You can also use some well-known test Kubernetes Applications
Increase the Difficulty
Many real-world applications do not explicitly declare all ports or communication paths. To simulate this challenge, you can create custom containers or reuse infrastructure from the network security course materials.
The network security infrastructure has contains container image that can be configured to open arbitrary ports.
Deployment and Initial State Analysis
After selecting the applications:
- Deploy the applications into a Kubernetes cluster.
- Study the architecture and expected communication flows.
- Use KubeSonde to analyze runtime connectivity.
KubeSonde can help identify:
- Existing communication paths
- Open ports
- Service dependencies
- Potentially reachable endpoints
This produces a baseline connectivity graph before any policies are enforced.
Defining Security Intents
Security intents describe desired communication constraints in natural language.
Example Intents
- Frontend services cannot access the Internet.
- Backend services are accessible only internally.
- Databases must be isolated from external workloads.
- Monitoring services may scrape metrics endpoints only.
- Payment services may communicate only with currency and email services.
The intent descriptions serve as input to the LLM or agentic system.
Policy Generation
The goal is to generate Kubernetes NetworkPolicy resources automatically.
Possible Approaches
- Plain LLM prompting
- Agentic workflows
- Tool-augmented reasoning systems
Candidate Systems
- Claude Code
- OpenAI models
- kagent
- Other Kubernetes-aware agents
Inputs (can use one or more of:)
- Security intents
- Connectivity topology
- Kubernetes manifests
- Service metadata
Outputs
- Kubernetes
NetworkPolicyYAML definitions - Explanations of generated rules
- Policy assumptions and limitations
Suggested Workflow
- Select a Kubernetes application (or multiple).
- Deploy the application in a Kubernetes cluster.
- Discover the connectivity topology.
- Define security intents:
-
For each intent:
a. Ask the AI system to generate network policies.
b.
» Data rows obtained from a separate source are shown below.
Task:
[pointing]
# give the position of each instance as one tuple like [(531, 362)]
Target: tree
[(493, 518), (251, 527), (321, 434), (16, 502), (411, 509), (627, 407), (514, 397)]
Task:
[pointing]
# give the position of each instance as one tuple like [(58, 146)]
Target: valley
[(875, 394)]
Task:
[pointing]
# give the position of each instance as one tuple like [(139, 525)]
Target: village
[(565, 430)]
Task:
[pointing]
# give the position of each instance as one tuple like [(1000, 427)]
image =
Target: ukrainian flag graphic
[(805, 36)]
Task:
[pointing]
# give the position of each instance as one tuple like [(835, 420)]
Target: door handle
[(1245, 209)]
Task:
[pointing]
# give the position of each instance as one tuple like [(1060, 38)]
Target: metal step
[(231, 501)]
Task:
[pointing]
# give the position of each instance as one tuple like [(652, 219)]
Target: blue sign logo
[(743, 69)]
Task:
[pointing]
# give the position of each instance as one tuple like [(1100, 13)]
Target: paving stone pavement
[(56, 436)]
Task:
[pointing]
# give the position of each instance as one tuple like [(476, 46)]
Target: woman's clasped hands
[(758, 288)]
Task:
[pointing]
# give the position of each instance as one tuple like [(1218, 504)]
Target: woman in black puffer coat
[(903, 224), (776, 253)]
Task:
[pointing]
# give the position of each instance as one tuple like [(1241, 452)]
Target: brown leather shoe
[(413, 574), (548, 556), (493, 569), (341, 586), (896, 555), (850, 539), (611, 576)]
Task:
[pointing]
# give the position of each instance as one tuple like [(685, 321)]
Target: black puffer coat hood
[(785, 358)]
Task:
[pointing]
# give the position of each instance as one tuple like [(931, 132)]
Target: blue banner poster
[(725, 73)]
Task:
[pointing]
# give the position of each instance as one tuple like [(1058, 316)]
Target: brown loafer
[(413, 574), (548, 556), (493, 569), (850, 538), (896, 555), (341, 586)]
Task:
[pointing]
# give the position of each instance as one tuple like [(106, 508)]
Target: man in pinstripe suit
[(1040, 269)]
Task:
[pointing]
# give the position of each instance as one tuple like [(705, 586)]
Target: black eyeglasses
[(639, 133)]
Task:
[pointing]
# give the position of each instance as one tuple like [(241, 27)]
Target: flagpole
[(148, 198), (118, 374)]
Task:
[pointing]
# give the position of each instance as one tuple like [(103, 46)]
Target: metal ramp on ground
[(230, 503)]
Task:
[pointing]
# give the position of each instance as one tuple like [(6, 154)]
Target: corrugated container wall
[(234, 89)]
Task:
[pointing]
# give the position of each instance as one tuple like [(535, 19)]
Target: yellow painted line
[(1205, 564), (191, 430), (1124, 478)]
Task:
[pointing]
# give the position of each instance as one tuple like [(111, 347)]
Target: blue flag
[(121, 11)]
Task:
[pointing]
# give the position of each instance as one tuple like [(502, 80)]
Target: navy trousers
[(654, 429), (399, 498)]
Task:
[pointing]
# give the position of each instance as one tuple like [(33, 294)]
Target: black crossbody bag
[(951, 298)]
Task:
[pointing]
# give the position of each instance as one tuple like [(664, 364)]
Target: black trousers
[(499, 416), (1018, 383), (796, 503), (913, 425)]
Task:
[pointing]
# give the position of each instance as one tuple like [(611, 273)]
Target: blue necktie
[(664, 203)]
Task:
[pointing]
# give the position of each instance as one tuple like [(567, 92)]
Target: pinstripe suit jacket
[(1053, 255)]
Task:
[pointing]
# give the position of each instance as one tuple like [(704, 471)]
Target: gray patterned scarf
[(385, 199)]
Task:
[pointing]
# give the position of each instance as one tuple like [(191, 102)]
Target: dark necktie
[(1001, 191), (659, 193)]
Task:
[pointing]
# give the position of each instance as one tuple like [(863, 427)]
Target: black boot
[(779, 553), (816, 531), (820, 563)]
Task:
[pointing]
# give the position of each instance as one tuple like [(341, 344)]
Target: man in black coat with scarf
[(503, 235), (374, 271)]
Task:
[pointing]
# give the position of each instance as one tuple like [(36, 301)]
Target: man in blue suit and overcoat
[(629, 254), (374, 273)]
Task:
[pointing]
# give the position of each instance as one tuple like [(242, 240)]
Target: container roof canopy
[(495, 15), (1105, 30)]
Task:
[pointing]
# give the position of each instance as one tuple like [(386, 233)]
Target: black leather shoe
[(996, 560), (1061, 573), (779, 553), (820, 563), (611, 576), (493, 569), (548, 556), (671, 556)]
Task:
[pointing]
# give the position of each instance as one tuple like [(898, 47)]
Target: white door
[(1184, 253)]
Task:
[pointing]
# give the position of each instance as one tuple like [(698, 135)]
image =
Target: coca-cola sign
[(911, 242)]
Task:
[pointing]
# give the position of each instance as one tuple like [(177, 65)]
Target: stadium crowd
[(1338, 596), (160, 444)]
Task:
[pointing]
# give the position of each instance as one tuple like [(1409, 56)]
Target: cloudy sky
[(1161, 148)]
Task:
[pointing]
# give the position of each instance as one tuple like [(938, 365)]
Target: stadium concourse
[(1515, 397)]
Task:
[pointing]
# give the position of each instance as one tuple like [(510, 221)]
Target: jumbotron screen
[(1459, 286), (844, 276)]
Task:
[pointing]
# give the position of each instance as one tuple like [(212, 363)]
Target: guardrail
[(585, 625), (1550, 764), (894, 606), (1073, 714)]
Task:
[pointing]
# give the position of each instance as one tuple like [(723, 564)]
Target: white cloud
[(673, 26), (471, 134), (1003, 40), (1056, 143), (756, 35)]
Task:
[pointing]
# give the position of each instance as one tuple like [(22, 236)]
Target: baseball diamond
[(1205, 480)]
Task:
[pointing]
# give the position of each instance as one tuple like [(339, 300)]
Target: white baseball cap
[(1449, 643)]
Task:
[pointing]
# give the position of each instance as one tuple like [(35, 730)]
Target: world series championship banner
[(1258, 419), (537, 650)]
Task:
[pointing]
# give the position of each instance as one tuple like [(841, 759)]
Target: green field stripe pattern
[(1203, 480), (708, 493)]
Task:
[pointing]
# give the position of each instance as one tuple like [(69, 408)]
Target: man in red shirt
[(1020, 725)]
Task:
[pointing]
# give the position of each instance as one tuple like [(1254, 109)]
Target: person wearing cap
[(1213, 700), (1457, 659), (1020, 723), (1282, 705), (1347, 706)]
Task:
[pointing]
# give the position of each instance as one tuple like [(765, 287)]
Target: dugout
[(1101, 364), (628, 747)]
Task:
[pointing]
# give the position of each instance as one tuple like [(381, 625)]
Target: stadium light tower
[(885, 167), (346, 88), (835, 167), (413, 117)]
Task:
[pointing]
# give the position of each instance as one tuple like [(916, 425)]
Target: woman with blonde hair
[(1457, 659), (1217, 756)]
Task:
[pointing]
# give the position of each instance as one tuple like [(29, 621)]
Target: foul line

Verify correctness and security properties.
Example Evaluation
Correctness
- Do the policies enforce the intended restrictions?
- Are required communication paths preserved?
Over-Permissiveness
- Are unnecessary connections still allowed?
- Does the policy violate least-privilege principles?
Strictness
- Are legitimate communications accidentally blocked?
- Does the application remain functional?
Intent Alignment
- Does the generated policy accurately reflect the natural-language intent?
Robustness
-
How well does the AI handle:
-
Missing port declarations
- Implicit dependencies
- Multi-service interactions
- Dynamic workloads
Expected Findings
- AI systems may generate correct policies for simple architectures.
- Complex microservice environments are harder to secure.
- LLMs may over-permit traffic when uncertain.
- Hidden connections can cause policy breakage.